Morning Market Overview
New York Mercantile Exchange oil futures nearest to delivery and Intercontinental Exchange Brent futures inched higher in early trade Wednesday following steep losses Tuesday, bolstered by a larger-than-expected draw in U.S. commercial crude inventories, while continued supply cuts from Organization of the Petroleum Exporting Countries and allies underpin market support.
At 9 AM ET, NYMEX August West Texas Intermediate was up $0.30 at $56.55 bbl, with ICE September Brent $0.60 higher at $63 bbl. NYMEX August ULSD futures were 0.7cts higher near $1.8930 gallon, with the August RBOB contract 0.85cts higher near $1.8790 gallon. American Petroleum Institute reported a sizable 5 million bbl drawdown in domestic crude stockpiles during the week end June 28, nearly twice calls for a 2.6 million bbl draw.
In refined products, data was mixed showing gasoline stocks declined 837,000 bbl, below an expected 2.5 million bbl drop, while distillate inventories slid 1.7 million bbl versus an expected decline of 600,000 bbl. Energy Information Administration will publish its weekly supply statistics for last week of June at 10:30 AM ET. WTI and Brent settled at two-week lows Tuesday, even as OPEC and 10 oil producing countries outside the block agreed to roll over 1.2 million bpd in reduced production into the first quarter of 2020. Oil markets grew increasingly mute to the extended OPEC+ supply restriction, as concern over a slowing global economy and its effect on fuel demand outweighed the group’s efforts to prop up oil prices.
A slew of bearish economic reports from earlier this week triggered aggressive selling in oil futures on Tuesday, sending WTI 4.8% lower at the market close.

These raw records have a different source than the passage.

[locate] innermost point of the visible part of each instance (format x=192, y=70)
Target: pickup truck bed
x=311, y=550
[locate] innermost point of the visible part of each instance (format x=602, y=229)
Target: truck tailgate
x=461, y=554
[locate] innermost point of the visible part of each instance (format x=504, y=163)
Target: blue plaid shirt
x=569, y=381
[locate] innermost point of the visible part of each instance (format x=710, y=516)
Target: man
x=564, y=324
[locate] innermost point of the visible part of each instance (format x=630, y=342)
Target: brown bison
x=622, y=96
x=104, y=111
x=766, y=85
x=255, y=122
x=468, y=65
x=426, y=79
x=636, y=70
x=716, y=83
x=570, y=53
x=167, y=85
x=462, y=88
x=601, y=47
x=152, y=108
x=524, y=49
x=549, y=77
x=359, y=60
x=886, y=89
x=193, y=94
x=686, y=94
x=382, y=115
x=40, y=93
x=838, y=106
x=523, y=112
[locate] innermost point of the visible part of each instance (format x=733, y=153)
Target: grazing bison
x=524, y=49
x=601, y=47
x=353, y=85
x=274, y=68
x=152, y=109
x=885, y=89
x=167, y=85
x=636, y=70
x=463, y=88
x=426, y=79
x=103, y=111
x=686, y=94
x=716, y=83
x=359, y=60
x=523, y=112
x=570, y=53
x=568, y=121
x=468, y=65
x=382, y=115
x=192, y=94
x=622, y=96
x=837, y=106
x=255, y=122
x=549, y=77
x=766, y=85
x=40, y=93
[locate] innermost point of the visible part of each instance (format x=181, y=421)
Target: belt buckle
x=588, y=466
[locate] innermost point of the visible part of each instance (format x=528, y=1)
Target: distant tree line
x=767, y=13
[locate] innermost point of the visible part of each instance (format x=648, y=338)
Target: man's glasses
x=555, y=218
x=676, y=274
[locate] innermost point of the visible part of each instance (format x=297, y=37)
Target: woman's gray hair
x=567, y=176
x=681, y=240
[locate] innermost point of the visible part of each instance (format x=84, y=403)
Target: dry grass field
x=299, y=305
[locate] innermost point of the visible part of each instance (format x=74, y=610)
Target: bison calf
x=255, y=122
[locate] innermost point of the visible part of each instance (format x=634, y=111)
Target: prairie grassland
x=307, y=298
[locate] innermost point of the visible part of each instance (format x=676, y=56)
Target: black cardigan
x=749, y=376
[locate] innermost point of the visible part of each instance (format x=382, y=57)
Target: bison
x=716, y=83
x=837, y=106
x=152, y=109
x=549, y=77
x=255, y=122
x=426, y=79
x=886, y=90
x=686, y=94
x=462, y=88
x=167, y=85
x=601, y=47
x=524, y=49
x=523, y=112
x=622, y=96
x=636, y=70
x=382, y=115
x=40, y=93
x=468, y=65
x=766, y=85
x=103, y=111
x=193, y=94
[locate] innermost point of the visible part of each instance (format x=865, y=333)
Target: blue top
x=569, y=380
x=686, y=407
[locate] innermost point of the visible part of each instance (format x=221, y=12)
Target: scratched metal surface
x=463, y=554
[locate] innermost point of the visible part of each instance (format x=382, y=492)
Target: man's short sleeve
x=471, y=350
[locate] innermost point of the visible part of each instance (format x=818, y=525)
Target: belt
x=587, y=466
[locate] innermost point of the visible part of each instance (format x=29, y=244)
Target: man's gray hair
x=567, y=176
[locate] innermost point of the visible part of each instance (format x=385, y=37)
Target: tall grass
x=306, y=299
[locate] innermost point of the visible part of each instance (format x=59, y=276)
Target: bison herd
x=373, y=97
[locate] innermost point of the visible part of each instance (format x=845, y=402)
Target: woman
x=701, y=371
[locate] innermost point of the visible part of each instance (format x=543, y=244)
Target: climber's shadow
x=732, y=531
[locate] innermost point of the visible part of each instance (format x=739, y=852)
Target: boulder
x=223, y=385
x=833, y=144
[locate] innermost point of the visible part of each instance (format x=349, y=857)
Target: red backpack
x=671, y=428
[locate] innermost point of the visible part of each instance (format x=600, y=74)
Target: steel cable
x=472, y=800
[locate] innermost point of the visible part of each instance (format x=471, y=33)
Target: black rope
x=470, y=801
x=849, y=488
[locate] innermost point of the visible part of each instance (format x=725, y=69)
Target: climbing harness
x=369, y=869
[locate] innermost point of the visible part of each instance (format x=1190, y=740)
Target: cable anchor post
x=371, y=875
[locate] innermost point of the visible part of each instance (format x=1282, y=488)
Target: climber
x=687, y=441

Barclays expects oil demand to grow at the slowest pace in eight years in 2019, gaining less than 1 million bpd, while also revising lower the price of Brent, the international benchmark, to $60 bbl for the current year.
Meanwhile, International Energy Agency and Energy Information Administration both downgraded their demand forecasts in the second quarter, with updated estimates due to be published next week. Against the backdrop of weak macro signals, U.S. equities continued to draw support on Tuesday from the agreement between the United States and China to halt new tariffs, with S&P 500 notching its second session of record gains.
Market participants will be looking ahead to the government jobs report due on Friday, which could be potentially the key driver for the markets in the coming weeks. Markets expect the U.S. economy to have gained 160,000 new jobs in June. U.S. dollar strengthen to 96.280 in early index trading on Wednesday.